Ndamiyehe Ncutirakiza J.-B., Gourlet-Fleury S., Lejeune P., Bry X., Trottier C., Mortier F., Fayolle A., Muhashy Habiyaremye F., Ndjele Mianda-Bungi L., Ligot G. [2024 ] Using high-resolution images to analyze the importance of crown size and competition for the growth of tropical trees. Forest Ecology and Management. doi.org/10.1016/j.ecolmodel.2023.110608
Abstract : 

The influence of canopy structure on tropical tree growth has been scantly studied because of the difficulties making field measurements in these dense multi-layered ecosystems. The recent advent of unmanned aerial vehicles (UAVs), has made it easier to collect canopy data, so offering a way to gain a better understanding of forest productivity and thereby improve forest management. In this study, we assessed tree growth prediction using UAV-derived crown measurements as an alternative for field data.

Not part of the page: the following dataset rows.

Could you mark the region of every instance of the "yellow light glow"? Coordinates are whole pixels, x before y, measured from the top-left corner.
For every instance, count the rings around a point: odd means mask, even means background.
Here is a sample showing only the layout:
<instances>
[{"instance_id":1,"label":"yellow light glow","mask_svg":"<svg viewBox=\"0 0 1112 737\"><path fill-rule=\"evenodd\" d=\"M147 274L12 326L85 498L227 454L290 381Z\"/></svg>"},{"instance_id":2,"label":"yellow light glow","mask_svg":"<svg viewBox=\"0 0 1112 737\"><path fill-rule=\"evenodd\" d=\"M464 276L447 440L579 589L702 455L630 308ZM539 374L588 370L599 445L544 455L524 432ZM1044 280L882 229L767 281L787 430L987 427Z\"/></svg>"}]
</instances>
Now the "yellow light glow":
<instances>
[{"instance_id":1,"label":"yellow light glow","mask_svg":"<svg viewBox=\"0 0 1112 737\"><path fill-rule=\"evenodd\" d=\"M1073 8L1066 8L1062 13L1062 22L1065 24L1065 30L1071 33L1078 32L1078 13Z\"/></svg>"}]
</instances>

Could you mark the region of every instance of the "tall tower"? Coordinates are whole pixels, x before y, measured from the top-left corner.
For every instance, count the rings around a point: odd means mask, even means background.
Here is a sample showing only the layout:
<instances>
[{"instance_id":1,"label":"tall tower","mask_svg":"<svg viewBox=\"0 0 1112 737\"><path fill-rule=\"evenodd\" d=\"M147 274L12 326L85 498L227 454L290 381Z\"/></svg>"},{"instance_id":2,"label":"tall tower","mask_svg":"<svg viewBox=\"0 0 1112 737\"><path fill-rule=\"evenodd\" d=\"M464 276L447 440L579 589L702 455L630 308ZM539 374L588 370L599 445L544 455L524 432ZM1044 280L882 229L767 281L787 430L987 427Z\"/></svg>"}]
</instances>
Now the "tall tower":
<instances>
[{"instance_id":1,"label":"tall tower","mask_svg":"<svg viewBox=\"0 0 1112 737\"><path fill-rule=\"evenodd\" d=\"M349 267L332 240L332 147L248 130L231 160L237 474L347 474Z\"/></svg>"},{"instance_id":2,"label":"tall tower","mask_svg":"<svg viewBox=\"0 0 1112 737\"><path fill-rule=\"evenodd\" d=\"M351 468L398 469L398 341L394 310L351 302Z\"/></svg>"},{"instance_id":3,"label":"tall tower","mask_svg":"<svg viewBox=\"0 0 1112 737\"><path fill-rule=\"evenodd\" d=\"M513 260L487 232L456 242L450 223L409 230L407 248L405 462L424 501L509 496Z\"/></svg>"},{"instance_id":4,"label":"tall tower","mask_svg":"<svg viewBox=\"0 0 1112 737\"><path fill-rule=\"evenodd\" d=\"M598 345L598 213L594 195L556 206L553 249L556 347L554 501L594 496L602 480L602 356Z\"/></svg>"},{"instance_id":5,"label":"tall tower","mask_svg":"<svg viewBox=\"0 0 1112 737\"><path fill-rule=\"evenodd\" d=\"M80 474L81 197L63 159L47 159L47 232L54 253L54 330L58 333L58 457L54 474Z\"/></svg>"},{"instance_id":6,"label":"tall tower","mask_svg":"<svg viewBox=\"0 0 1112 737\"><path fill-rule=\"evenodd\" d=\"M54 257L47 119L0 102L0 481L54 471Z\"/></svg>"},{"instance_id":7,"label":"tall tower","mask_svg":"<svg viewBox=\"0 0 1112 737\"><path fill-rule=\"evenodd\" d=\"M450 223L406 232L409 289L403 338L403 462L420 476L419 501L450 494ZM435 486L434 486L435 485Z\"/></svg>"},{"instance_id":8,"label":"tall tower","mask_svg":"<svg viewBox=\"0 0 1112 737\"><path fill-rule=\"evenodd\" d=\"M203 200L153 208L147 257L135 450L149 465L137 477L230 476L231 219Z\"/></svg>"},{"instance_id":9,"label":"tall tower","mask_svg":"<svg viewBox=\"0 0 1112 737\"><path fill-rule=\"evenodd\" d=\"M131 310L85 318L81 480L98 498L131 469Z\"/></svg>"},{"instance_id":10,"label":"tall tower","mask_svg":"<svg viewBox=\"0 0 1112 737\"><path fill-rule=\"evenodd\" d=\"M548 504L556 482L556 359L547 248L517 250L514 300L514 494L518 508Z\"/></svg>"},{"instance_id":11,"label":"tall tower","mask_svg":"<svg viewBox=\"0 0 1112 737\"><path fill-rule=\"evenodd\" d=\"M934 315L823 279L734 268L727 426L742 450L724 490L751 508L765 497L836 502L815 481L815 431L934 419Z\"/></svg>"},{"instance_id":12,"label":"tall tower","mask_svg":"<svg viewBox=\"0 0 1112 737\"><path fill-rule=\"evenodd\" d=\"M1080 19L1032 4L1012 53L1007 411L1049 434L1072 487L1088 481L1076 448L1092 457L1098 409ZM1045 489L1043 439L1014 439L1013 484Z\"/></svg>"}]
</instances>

Four experimental 9 ha plots were sampled in two forest sites, Yoko in the Democratic Republic of the Congo and Loundoungou in the Republic of Congo. Field inventories were made between 2015 and 2020. For each tree, we computed the diameter increment (DBHI) using censuses and diameter-based competition indices (diameter-based CIs) using the first census. High-resolution orthoimages and digital surface models were acquired with UAVs in 2016 and 2018 in the two sites. They gave estimates of crown characteristics (size, relative elevation, shape) and crown-based competition indices (crown-based CIs). Co-recorded UAV and field measurements were obtained for 1558 trees. The diameter increment of these trees was then modelled using supervised component generalized linear regression, and 20 % of trees were kept for cross-validation.

Combined field and UAV data predicted tree DBHI twice better than either taken separately. Diameter at breast height (DBH) and crown area (CA) were found to be complementary predictors. Crown-based CIs significantly improved predictions of models already containing DBH and CA. Adding diameter-based CIs to models containing DBH, CA, and crown-based CIs only marginally improved growth predictions, showing that tree competition can be well-described with UAV data. The model calibrated at one site predicted the growth at the other site well, suggesting that a general model could be devised for multiple sites. Growth variance was better explained in the site (Yoko) where the crown density was higher and the crown smaller. Further data are now needed from multiple sites with ranging stand structures and compositions to build a general model.